Embracing the 3-Month Rule: A Pragmatic Approach to Unscalable Solutions
In the tech world, the notion of “doing things that don’t scale,” originally coined by Paul Graham, often sparks a good deal of debate. Yet, what remains largely unexplored is the practical application of this principle within software development. After dedicating eight months to building an AI podcast platform, I have developed a straightforward philosophy: any unscalable tactic I implement must endure for just three months. If it demonstrates its value, it gets refined; if not, it gets discarded.
Why the 3-Month Rule?
As engineers, we’re conditioned to focus on scalable solutions right from the outset. We gravitate towards intricate design patterns, microservices, and distributed systems—ideal for handling vast user bases. However, in a startup environment, focusing on scalability can often translate to costly delays. We tend to optimize for hypothetical users while grappling with challenges that may never arise. My three-month strategy compels me to embrace simpler, often flawed solutions that can be quickly deployed, ultimately shedding light on what my users truly need.
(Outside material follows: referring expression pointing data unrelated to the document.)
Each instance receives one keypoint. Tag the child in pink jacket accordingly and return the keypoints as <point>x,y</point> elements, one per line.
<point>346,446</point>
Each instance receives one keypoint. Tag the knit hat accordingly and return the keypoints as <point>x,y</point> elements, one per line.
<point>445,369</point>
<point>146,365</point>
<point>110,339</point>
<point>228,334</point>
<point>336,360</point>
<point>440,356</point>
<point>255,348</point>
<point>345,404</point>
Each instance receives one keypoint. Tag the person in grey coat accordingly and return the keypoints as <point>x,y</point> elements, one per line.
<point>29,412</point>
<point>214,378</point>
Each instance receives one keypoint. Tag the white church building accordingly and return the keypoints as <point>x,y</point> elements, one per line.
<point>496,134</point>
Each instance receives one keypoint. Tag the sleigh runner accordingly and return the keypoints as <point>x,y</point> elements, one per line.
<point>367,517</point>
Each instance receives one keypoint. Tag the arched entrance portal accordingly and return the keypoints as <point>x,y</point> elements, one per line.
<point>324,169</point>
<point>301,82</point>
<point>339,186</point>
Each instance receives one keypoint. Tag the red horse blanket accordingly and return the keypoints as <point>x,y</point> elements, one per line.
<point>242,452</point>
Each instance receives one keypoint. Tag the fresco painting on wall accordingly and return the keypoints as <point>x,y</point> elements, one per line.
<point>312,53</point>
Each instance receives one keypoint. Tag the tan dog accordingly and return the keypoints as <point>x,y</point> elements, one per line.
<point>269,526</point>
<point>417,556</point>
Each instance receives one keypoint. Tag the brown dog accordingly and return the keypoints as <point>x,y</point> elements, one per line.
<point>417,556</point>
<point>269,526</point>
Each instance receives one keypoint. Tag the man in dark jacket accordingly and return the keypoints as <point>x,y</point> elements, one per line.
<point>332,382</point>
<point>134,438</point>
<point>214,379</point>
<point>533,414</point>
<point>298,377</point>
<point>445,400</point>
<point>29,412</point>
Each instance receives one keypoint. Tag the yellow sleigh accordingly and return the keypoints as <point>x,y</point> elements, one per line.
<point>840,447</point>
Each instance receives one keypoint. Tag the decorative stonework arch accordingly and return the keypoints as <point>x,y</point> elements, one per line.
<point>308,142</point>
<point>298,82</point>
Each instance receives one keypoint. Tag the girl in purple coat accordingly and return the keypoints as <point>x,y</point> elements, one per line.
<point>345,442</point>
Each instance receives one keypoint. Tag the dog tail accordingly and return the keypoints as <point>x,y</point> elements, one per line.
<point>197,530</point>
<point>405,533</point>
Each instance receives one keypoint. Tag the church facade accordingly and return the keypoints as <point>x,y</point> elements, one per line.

Current Tactical Implementations That Prove Effective
1. Consolidated Operations on a Single VM
Currently, my database, web server, background jobs, and caching are all running on a single virtual machine costing $40 a month. While this setup lacks redundancy and relies on my manual backups, the insights gained have been invaluable. Over just two months, I’ve gained a clear understanding of my actual resource consumption—my system peaks at about 4GB of RAM. The complex Kubernetes environment I nearly opted for would have left me managing virtually empty containers.
When the system encounters issues (which it has, twice), I gather concrete data on the exact points of failure. Interestingly, it’s rarely what I anticipated.
2. Hardcoded Constants for Configuration
For configuration settings, I rely on hardcoded values scattered throughout my code:
python
PRICE_TIER_1 = 9.99
PRICE_TIER_2 = 19.99
MAX_USERS = 100
AI_MODEL = "gpt-4"
This approach might seem simplistic, but it allows me to easily search my entire codebase and track any changes through Git history. I’ve only updated these variables three times in the last three months—making it far more efficient to redeploy than to build an extensive configuration service.